Following World War II, the potential uses for atomic energy captured the interest of the United States Government and many companies. This created the need for nuclear research and development (R &D) facilities. North American Aviation (NAA) created the Atomic Energy Research Department (AERD) in 1948 to manage its government and commercial nuclear R&D activities.

NAA established the Santa Susana Field Laboratory in 1947 to meet the requirements to static-fire large rocket engines but also fulfilled the NAA’s later need for a nuclear research facility. Area IV was established at the SSFL in 1953 as a nuclear research and development facility. Since then, the SSFL has housed both nuclear development and rocket development groups, although in distinct and separate locations. The rocket development group conducted operations in the SSFL’s Area I, II and III. The nuclear research group conducted operations in the SSFL’s Area IV. In December 1955, these two NAA groups were transformed into separate divisions: Atomics International (AI) and Rocketdyne.

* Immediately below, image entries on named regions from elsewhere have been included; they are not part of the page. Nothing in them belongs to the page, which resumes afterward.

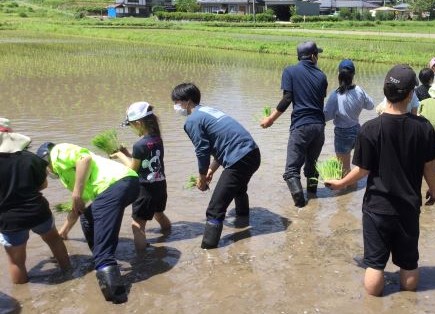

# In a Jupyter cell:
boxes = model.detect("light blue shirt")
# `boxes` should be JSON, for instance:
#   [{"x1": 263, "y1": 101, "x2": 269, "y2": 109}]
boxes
[
  {"x1": 323, "y1": 86, "x2": 375, "y2": 128},
  {"x1": 184, "y1": 105, "x2": 258, "y2": 174},
  {"x1": 379, "y1": 92, "x2": 420, "y2": 113}
]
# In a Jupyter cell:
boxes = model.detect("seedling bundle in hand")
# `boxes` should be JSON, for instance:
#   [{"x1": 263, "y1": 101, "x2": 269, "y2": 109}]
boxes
[
  {"x1": 54, "y1": 201, "x2": 72, "y2": 213},
  {"x1": 316, "y1": 157, "x2": 343, "y2": 182},
  {"x1": 184, "y1": 175, "x2": 198, "y2": 189},
  {"x1": 92, "y1": 129, "x2": 122, "y2": 155},
  {"x1": 255, "y1": 105, "x2": 272, "y2": 121}
]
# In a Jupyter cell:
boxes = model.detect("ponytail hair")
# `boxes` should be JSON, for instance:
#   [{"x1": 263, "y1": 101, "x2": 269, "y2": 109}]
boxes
[{"x1": 337, "y1": 69, "x2": 355, "y2": 94}]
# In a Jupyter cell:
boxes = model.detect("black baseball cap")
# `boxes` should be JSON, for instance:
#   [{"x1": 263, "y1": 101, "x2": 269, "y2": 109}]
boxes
[
  {"x1": 296, "y1": 41, "x2": 323, "y2": 60},
  {"x1": 36, "y1": 142, "x2": 55, "y2": 162},
  {"x1": 384, "y1": 64, "x2": 418, "y2": 102}
]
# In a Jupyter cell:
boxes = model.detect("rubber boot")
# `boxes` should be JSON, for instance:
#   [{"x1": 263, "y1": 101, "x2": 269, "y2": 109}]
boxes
[
  {"x1": 97, "y1": 265, "x2": 128, "y2": 304},
  {"x1": 234, "y1": 193, "x2": 249, "y2": 216},
  {"x1": 285, "y1": 177, "x2": 305, "y2": 208},
  {"x1": 201, "y1": 221, "x2": 223, "y2": 249},
  {"x1": 307, "y1": 177, "x2": 318, "y2": 194}
]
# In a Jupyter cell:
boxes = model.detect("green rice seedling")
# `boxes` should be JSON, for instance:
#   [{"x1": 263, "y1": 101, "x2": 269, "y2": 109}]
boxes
[
  {"x1": 254, "y1": 105, "x2": 272, "y2": 122},
  {"x1": 54, "y1": 201, "x2": 72, "y2": 213},
  {"x1": 184, "y1": 175, "x2": 198, "y2": 189},
  {"x1": 316, "y1": 157, "x2": 343, "y2": 182},
  {"x1": 263, "y1": 105, "x2": 272, "y2": 118},
  {"x1": 91, "y1": 129, "x2": 121, "y2": 155}
]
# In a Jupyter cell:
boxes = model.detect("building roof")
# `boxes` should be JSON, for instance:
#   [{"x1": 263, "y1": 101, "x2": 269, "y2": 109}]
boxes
[
  {"x1": 197, "y1": 0, "x2": 262, "y2": 4},
  {"x1": 317, "y1": 0, "x2": 379, "y2": 9}
]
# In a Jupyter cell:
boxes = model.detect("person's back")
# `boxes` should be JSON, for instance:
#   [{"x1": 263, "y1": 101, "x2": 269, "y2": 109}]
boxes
[
  {"x1": 184, "y1": 105, "x2": 257, "y2": 168},
  {"x1": 325, "y1": 64, "x2": 435, "y2": 296},
  {"x1": 281, "y1": 60, "x2": 328, "y2": 129},
  {"x1": 354, "y1": 113, "x2": 433, "y2": 214},
  {"x1": 0, "y1": 151, "x2": 51, "y2": 231}
]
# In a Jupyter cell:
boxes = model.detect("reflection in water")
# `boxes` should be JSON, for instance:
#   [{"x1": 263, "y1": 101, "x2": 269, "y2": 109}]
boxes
[{"x1": 0, "y1": 31, "x2": 435, "y2": 313}]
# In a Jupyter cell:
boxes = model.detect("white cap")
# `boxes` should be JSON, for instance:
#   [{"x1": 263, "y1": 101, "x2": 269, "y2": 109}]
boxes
[{"x1": 122, "y1": 101, "x2": 153, "y2": 126}]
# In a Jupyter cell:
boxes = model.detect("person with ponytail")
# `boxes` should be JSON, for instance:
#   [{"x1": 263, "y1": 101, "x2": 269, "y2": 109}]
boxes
[
  {"x1": 110, "y1": 101, "x2": 171, "y2": 254},
  {"x1": 323, "y1": 59, "x2": 374, "y2": 177}
]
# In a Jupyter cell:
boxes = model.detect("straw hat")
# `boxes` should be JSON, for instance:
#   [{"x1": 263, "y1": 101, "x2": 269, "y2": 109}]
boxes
[{"x1": 0, "y1": 118, "x2": 32, "y2": 153}]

Over the years, several corporate mergers and organizational changes took place. In 1967, NAA merged with Rockwell Standard to become North American Rockwell. In 1973 the corporate name changed to Rockwell International. Throughout this period AI and Rocketdyne continued to exist as independent divisions within the North American Aviation company at the SSFL.

Two separate groups of AI were located in Area IV and supported by the DOE: one focused on development of civilian nuclear power, while the other was a DOE center of excellence for research and testing of non-nuclear components related to liquid metals. These groups were referred to as AI and the Liquid Metal Engineering Center (LMEC), respectively.

The LMEC, sometimes referred to as the Liquid Metal Information Center (LMIC) was originally created in 1966 as a government-owned, contractor-operated organization to provide development and non-nuclear testing of liquid metal reactor components and to establish the LMEC for the Atomic Energy Commission’s Liquid Metal Fast-Breeder Reactor Program. The LMEC was renamed the Energy Technology Engineering Center (ETEC) in 1978 to reflect the DOE’s desire to broaden its mission beyond the LMFBR Program.

AI focused on the development and commercializing of nuclear reactor technology. Nuclear research and development activities in Area IV increased rapidly from 1953 into the late 1960s. After that time, nuclear R&D activities steadily declined. As a result of this decline, AI merged into Rocketdyne in 1984.

Most nuclear research related programs and operations ceased in 1988. Beginning in the 1990s, activities in Area IV focused on decontamination and decommissioning (D&D) of former nuclear facilities.. In 1996, Rocketdyne merged into The Boeing Company in a corporate acquisition of the aerospace divisions of Rockwell International. In 2006 Rocketdyne was sold to Pratt-Whitney. The Boeing Company retained ownership and operations of Area IV.